When I awoke, the sun has just risen. Another perfect, beautiful sunny day, just like every day seems to be. In fact, I don’t even remember a rainy day at all since I was six…that was when my grandmother passed. It rained during the funeral, but the next day, sunny. It had stayed that way ever since. The flowers never needed watering; there was no drought, but no rain. Everything stayed perfect.

            I walked out of my bedroom and took the stairs down, like I did every morning. Halfway down, I stopped. I realized that today was my eighteenth birthday. I lit up with excitement, and flew downstairs, practically running into the kitchen. My parents were in there, my father dressed for work in a neatly-knotted tie and white shirt, reading the morning paper with a cup of coffee in his hand. My mother was in her floral-print dress and white apron, making breakfast at the stove. I sat at the table.

            “Good morning, honey.” my mother said to me, turning around from the stove with a smile. “Sleep well?”

            “Like a newborn baby!” I said with a grin.

            Both of my parents laughed at the same time, and then stopped together.

            “You crack me up, son.” my father said approvingly from behind the paper. “Say, son, today is Friday, right? Tonight’s the big game against Juniper High, isn’t it?”

            I beamed. I was the big football star for my high school. We were playing our rival, Juniper High, tonight in a big championship game. A football scout was there, and I was hoping to get noticed tonight. Hopefully, I could get a football scholarship into the college of my choice.

            “Yes, sir!” I said to my father. “The football scout will be there tonight also. Maybe I’ll get some good luck since it’s my birthday and everything.”

            My parents both froze.

            “Today…is…your birthday, son?” my father asked, putting down his paper and looking at me in the face.

            I was quiet for a moment. “Yes, sir…you didn’t know?”

            “He turns eighteen today, Ward.” my mother said.

            My father’s face changed into one of thought. “Eighteen, huh?”

            “Is something wrong?” I asked.

            My mother turned off the stove and turned to look at my father and I.

            “You need to tell him the truth, Ward. Before it gets out of hand.” she said to my father.

            He nodded slowly. After a minute, he turned to me.

            “Son?” he said.

            “Yeah, Dad?”

            “There is no easy way to put this, but…you are not one of us…you are not human.”

            I was in disbelief. “You’re joking, right Dad?” I said with a smile.

            “No son, I’m not. Years ago, your mother and I were newlyweds. My father had just bought us a new ride, and we were exploring around the universe, looking for a nice place to settle. We found this beautiful little planet called…Earth. When we landed, we were enamored of the charming era they called the 1950’s: the wardrobe, the lifestyle, everything. We both fell in love with it, your mother and I. We continued to make visits to Earth, hoping to integrate ourselves into the world once our technology allowed it.”

            “You mean…?” I asked. I had read science fiction comic books before.

            “Yes, son, camouflage suits. To make us look like humans. But as the years went by, the 1950’s passed. Times on Earth grew ugly. The worst was the era called the 1990’s. It was there that we saw a scrawny, drug-addled woman called Nadine give birth to a baby in the street, then leave it there, crying in cardboard box. That baby was you. Your mother did not want you, so we took you and brought you back to our planet. We would raise you in a world not unlike Earth’s 1950’s, except it would stay that way. We would keep everything perfect.”

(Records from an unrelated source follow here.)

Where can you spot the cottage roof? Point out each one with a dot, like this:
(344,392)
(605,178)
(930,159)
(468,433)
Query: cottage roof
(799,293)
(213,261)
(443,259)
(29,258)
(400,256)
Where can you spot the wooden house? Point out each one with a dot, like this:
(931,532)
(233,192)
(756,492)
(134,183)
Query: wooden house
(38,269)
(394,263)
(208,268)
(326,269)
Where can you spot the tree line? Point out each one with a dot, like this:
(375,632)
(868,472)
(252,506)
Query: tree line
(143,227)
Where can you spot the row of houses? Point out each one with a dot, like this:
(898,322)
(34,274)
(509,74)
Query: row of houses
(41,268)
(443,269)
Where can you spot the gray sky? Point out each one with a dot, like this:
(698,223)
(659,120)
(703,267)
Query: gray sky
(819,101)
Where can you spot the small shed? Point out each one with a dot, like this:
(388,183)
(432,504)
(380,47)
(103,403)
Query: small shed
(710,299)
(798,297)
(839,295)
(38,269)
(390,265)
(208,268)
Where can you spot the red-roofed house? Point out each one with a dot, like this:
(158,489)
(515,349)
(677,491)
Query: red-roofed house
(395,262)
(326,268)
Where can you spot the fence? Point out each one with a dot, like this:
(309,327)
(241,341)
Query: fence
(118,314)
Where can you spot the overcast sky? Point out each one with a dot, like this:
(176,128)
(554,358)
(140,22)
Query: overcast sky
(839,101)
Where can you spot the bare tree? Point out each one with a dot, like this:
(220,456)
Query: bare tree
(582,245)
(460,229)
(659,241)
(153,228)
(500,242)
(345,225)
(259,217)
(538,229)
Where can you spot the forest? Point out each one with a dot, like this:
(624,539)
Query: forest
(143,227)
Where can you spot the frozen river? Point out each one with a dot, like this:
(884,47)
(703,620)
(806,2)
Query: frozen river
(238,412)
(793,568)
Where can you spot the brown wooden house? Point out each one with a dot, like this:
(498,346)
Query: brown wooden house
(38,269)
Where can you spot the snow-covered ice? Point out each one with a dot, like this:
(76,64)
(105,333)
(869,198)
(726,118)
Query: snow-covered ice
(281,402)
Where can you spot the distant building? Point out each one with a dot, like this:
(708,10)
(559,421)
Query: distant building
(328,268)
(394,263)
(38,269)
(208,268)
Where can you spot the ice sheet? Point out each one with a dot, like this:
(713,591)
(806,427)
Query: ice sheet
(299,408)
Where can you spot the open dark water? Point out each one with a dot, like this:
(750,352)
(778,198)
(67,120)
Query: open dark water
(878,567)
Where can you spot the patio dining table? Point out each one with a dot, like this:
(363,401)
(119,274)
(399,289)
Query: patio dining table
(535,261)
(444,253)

            My mother hit a button under the cabinet. The world changed. My parents became massive, drooling, insect-like creatures. The world outside was not sunny and blue, but dark and polluted and dirty. A large, insect-like hive hovered where the sun once was.

            “Our leader said we could only keep you until you turn eighteen.” my mother said. “That was when earthlings let their offspring leave on Earth television. You mustn’t be allowed to live here anymore. The proper authorities will come get you after school.”

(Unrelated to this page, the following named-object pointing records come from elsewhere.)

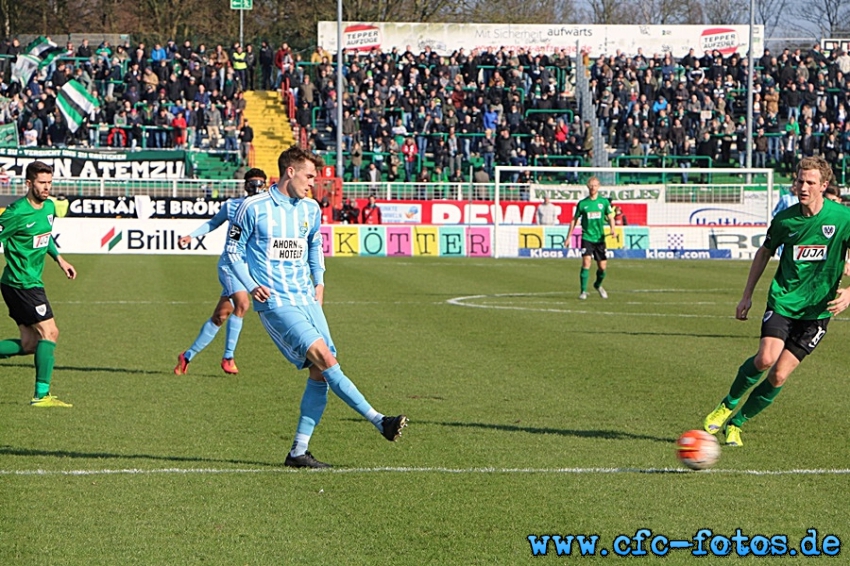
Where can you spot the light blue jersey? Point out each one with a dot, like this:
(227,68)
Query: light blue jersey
(274,241)
(225,214)
(230,284)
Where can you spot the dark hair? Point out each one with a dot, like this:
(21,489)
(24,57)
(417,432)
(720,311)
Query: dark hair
(295,156)
(36,168)
(254,173)
(291,157)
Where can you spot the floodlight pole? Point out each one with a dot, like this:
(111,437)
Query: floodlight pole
(752,70)
(340,165)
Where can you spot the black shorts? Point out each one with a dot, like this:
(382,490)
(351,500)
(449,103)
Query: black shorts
(27,306)
(801,336)
(596,250)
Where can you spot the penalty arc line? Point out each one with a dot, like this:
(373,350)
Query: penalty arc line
(424,470)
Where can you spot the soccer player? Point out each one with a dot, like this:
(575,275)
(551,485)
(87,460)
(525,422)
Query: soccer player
(25,232)
(594,212)
(234,297)
(275,248)
(803,296)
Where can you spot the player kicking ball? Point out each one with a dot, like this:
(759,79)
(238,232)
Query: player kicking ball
(594,212)
(275,249)
(803,295)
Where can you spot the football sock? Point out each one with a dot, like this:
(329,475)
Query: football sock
(234,327)
(208,332)
(748,375)
(9,348)
(313,403)
(759,400)
(43,367)
(348,392)
(600,275)
(583,275)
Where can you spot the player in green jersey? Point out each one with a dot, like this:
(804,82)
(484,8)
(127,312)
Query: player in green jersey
(594,211)
(25,232)
(803,296)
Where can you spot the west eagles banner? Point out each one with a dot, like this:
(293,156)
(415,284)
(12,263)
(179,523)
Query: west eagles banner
(139,206)
(105,165)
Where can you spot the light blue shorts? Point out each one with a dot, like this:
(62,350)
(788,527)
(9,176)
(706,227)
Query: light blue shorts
(230,284)
(295,329)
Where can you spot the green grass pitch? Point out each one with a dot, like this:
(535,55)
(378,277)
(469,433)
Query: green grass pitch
(531,413)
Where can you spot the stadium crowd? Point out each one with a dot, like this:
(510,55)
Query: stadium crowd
(422,117)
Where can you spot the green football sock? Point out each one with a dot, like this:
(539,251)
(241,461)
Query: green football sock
(759,400)
(748,375)
(600,275)
(43,367)
(9,348)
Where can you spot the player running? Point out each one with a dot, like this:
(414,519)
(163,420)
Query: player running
(25,232)
(234,297)
(594,211)
(803,296)
(275,248)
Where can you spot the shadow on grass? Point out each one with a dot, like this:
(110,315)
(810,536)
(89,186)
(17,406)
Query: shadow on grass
(93,369)
(576,433)
(643,333)
(27,452)
(116,370)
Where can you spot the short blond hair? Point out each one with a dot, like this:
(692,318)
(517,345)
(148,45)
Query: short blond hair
(817,163)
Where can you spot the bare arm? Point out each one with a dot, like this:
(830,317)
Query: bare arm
(757,268)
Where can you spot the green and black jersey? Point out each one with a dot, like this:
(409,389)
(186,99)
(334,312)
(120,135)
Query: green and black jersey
(25,232)
(812,260)
(594,215)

            My drooling father snapped his mandibles together, and spoke. “You are no longer one of us, son. You are no longer considered “human” on our planet. You are an alien.”

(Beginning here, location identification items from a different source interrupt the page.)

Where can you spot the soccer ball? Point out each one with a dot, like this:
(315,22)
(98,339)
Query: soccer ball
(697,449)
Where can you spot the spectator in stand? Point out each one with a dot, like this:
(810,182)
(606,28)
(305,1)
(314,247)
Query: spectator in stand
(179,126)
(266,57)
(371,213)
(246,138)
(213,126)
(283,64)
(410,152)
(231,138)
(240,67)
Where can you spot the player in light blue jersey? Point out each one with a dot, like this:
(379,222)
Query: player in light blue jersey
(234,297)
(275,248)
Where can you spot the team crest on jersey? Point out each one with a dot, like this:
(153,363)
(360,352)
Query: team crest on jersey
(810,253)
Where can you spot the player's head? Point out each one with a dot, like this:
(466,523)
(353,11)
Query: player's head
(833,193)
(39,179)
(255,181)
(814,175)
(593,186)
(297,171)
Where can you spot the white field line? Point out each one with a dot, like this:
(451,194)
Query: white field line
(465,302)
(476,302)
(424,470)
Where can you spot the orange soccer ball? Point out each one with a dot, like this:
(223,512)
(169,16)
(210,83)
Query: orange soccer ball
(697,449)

            After I got ready, my parents told me they loved me and sent me off to school. On the bus, I looked at all of the freakish bug-kids. Sandy Harmon was a bug…I liked her in seventh-grade. Travis Bond was a bug…he beat me up once in fourth-grade.

            Suddenly, I saw Mavis Radley, the weird girl who I had known since kindergarten and who had been ostracized by everyone since. She was known for her weird customs that made her so different from the rest of us. She was sitting alone, as usual. But she wasn’t a mass of insect-like arms and legs and mandibles.

            She looked just like me.